A fully operational CFP will give investors metrics around the extent to which chemical use and reduction of chemical hazards are prioritised and could help reduce uncertainty in the marketplace, she says. “Data service providers track chemical spill and release data, and companies report following chemical directives issued by regulatory bodies, but investors are not getting adequate disclosures around if or how companies are managing overall chemical use in the manufacture of their own products or those they contract to manufacture them” she says. 

Investors may start to better understand that, because chemical exposures are linked to billions of dollars in healthcare costs, this could impact economic growth, she says. “This speaks to the ‘Universal Owners’: large institutional investors hold a slice of productive capital in the economy, so drags on the global economy – such as higher healthcare costs and lost work hours from exposure to harmful chemicals – impact financial returns.” 

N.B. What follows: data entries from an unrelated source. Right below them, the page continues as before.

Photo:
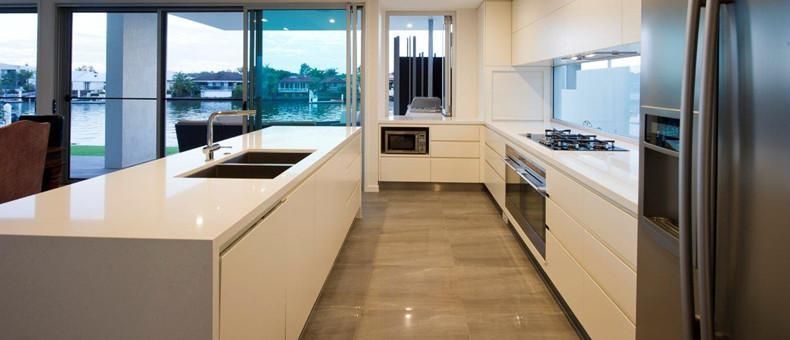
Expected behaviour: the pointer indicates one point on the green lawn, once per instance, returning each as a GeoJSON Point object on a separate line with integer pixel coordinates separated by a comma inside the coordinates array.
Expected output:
{"type": "Point", "coordinates": [98, 150]}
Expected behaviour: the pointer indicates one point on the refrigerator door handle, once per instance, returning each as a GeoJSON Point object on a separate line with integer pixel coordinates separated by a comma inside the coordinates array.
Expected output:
{"type": "Point", "coordinates": [688, 318]}
{"type": "Point", "coordinates": [706, 170]}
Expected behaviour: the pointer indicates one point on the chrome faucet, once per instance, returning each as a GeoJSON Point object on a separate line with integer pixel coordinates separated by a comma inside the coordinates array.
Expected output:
{"type": "Point", "coordinates": [210, 145]}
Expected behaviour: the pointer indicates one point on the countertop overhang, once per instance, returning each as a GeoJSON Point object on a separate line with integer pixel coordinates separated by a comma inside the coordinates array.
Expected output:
{"type": "Point", "coordinates": [151, 201]}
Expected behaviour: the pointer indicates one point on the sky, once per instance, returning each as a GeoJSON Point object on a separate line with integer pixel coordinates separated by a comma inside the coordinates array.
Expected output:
{"type": "Point", "coordinates": [192, 46]}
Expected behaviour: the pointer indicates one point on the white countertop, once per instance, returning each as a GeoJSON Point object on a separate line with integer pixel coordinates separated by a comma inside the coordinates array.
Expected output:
{"type": "Point", "coordinates": [437, 120]}
{"type": "Point", "coordinates": [612, 174]}
{"type": "Point", "coordinates": [150, 201]}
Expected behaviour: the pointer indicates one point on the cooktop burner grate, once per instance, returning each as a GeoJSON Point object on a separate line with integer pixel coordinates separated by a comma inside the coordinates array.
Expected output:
{"type": "Point", "coordinates": [566, 140]}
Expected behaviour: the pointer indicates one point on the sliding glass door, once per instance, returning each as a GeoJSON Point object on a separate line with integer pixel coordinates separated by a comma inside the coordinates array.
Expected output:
{"type": "Point", "coordinates": [113, 92]}
{"type": "Point", "coordinates": [139, 82]}
{"type": "Point", "coordinates": [303, 68]}
{"type": "Point", "coordinates": [204, 71]}
{"type": "Point", "coordinates": [17, 63]}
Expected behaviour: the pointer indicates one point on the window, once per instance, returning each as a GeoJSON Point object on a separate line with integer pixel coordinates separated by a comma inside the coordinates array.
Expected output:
{"type": "Point", "coordinates": [601, 95]}
{"type": "Point", "coordinates": [205, 56]}
{"type": "Point", "coordinates": [17, 65]}
{"type": "Point", "coordinates": [419, 60]}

Procurement is another area where the CFP could improve decision making around chemicals, says Dr Rossi. “For those who procure – from those in governments, retail or health care organisations – it gives them a framework to evaluate companies on their overall performance,” he says.

Success and scalability 

The first stage of the project involved working with the piloting companies, which were entering data into the tool. Over the next year, the project will work on connecting with the organisations that would use the information made available. 

However, for the CFP to succeed and meet these expectations it will require scalability. Ms Baker says the project’s development hinges on getting endorsement from investors and other stakeholders; a communications strategy that articulates effectively the business case; industry champions speaking publicly to the value of footprinting and asset owners demanding improved disclosure of chemical use. 

“If it continues to receive strong endorsements from a broad cross section of asset owners, industry and NGOs, and the business risk and opportunities afforded by rigorous management continue to play out, while pressures continue to strengthen, then I believe over time this tool will gain in popularity,” she says.

Mr McFadden agrees that the CFP will need to be adaptive, iterative, correctable and scalable. “It will take time, just as it did for carbon disclosure,“ he says. “Engaging and including a wide range of experts and stakeholders, and aligning it with business strategy, will increase the chance of chemical footprinting becoming mainstream.”